For non-pedantic mode, we accept as 2nd+ char in identifiers a union
of valid characters in all supported modes, but for the 1st char it
was actually pedantically requiring that it is not any of the characters
that may not appear in the currently chosen standard as the first
character.
This patch changes it such that also what is allowed at the start of an
identifier is a union of characters valid at the start of an identifier
in any of the pedantic modes.
2021-09-01 Jakub Jelinek <jakub@redhat.com>
PR c++/100977
libcpp/
* include/cpplib.h (struct cpp_options): Add cxx23_identifiers.
* charset.c (CXX23, NXX23): New enumerators.
(CID, NFC, NKC, CTX): Renumber.
(ucn_valid_in_identifier): Implement P1949R7 - use CXX23 and
NXX23 flags for cxx23_identifiers. For start character in
non-pedantic mode, allow characters that are allowed as start
characters in any of the supported language modes, rather than
disallowing characters allowed only as non-start characters in
current mode but for characters from other language modes allowing
them even if they are never allowed at start.
* init.c (struct lang_flags): Add cxx23_identifiers.
(lang_defaults): Add cxx23_identifiers column.
(cpp_set_lang): Initialize CPP_OPTION (pfile, cxx23_identifiers).

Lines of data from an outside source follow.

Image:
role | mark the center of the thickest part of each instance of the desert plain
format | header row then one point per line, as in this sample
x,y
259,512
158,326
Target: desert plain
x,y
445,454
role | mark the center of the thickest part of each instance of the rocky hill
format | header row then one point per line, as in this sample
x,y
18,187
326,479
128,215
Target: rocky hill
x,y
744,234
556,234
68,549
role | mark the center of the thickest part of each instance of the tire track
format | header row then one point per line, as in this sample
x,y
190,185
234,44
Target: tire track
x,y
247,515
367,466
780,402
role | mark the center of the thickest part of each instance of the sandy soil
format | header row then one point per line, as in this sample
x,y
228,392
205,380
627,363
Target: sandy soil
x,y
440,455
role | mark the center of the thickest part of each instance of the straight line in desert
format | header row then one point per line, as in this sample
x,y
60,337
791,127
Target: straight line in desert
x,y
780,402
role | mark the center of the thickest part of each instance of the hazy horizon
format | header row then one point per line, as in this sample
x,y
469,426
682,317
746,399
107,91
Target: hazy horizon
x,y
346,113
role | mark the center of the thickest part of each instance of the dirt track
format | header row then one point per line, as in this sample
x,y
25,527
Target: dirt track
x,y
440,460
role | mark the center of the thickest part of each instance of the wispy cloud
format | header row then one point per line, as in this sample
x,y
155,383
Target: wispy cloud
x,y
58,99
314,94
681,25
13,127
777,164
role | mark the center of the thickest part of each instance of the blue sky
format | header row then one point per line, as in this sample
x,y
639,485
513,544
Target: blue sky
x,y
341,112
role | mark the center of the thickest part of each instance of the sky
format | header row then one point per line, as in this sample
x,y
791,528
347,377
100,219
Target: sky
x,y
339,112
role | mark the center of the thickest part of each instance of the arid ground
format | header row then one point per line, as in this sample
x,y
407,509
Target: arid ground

* lex.c (warn_about_normalization): If cxx23_identifiers, use
cpp_pedwarning_with_line instead of cpp_warning_with_line for
"is not in NFC" diagnostics.
* makeucnid.c: Adjust usage comment.
(CXX23, NXX23): New enumerators.
(all_languages): Add CXX23.
(not_NFC, not_NFKC, maybe_not_NFC): Renumber.
(read_derivedcore): New function.
(write_table): Print also CXX23 and NXX23 columns.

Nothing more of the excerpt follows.